= L.A. Kauffman =

L.A. Kauffman is an American grassroots political organizer, activist, and journalist. She writes about the history and impact of various protest movements, including the civil rights movement, protests against the US invasion of Iraq, and the 2017 Women's March. She is the author of "How To Read A Protest: The Art of Organizing and Resistance," published by University of California Press in 2018, and "Direct Action: Protest and the Reinvention of American Radicalism," published by Verso Books in 2017. Her journalistic work has appeared various publications, including The Guardian, N+1, and Boston Review.

== Early life ==
Kauffman grew up in Milwaukee, Wisconsin. She was initially drawn to activism due to her interest in reproductive rights, and she became involved in the National Organization for Women in Milwaukee. She later attended Princeton University. In college, she participated in the Anti-Apartheid Movement. She graduated from Princeton in 1987.

== Activism ==
After Kauffman graduated from college, she became the executive editor of Socialist Review. As a writer and activist, Kauffman was particularly interested in how activist movements had changed since the 1960s, including the activism of ACT UP. She eventually left the Socialist Review to write a book. She explained, "I was trying to make sense of how the larger left political landscape had shifted and what was new and distinctive about radicalism in that time." In total, she spent 25 years writing her book.

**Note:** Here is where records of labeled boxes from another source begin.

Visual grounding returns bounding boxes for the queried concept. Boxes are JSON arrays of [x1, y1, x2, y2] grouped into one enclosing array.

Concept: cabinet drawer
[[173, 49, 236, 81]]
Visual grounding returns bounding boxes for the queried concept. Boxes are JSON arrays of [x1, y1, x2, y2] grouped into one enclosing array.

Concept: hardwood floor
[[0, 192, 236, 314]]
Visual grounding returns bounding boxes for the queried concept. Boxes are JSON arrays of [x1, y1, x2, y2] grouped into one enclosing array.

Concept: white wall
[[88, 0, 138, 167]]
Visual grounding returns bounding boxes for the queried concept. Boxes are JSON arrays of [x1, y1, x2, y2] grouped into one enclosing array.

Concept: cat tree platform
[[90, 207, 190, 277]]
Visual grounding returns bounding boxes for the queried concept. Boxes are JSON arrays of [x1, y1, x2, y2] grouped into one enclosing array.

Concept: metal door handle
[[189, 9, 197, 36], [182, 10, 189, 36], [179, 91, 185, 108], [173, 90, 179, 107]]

Following her departure from Socialist Review, Kauffman studied and participated in the global justice movement, although she witnessed the collapse of the movement after the September 11 attacks. She has been involved in efforts to save community gardens, libraries, and other communal spaces. In 2019, Kauffman distributed a parody version of the Washington Post with a cover story claiming that Donald Trump had vanished from the White House.

== Books ==
In 2014, Kauffman resolved to finish her book as "... my 50th birthday present to myself." The resulting book, "Direct Action: Protest and the Reinvention of American Radicalism" focused on the various goals, tactics, participants, and impact of direct action movements. She followed this book with "How To Read A Protest: The Art of Organizing and Resistance," which focused on the historical impact of protest marches, including the 1963 March on Washington and the 2017 Women's March.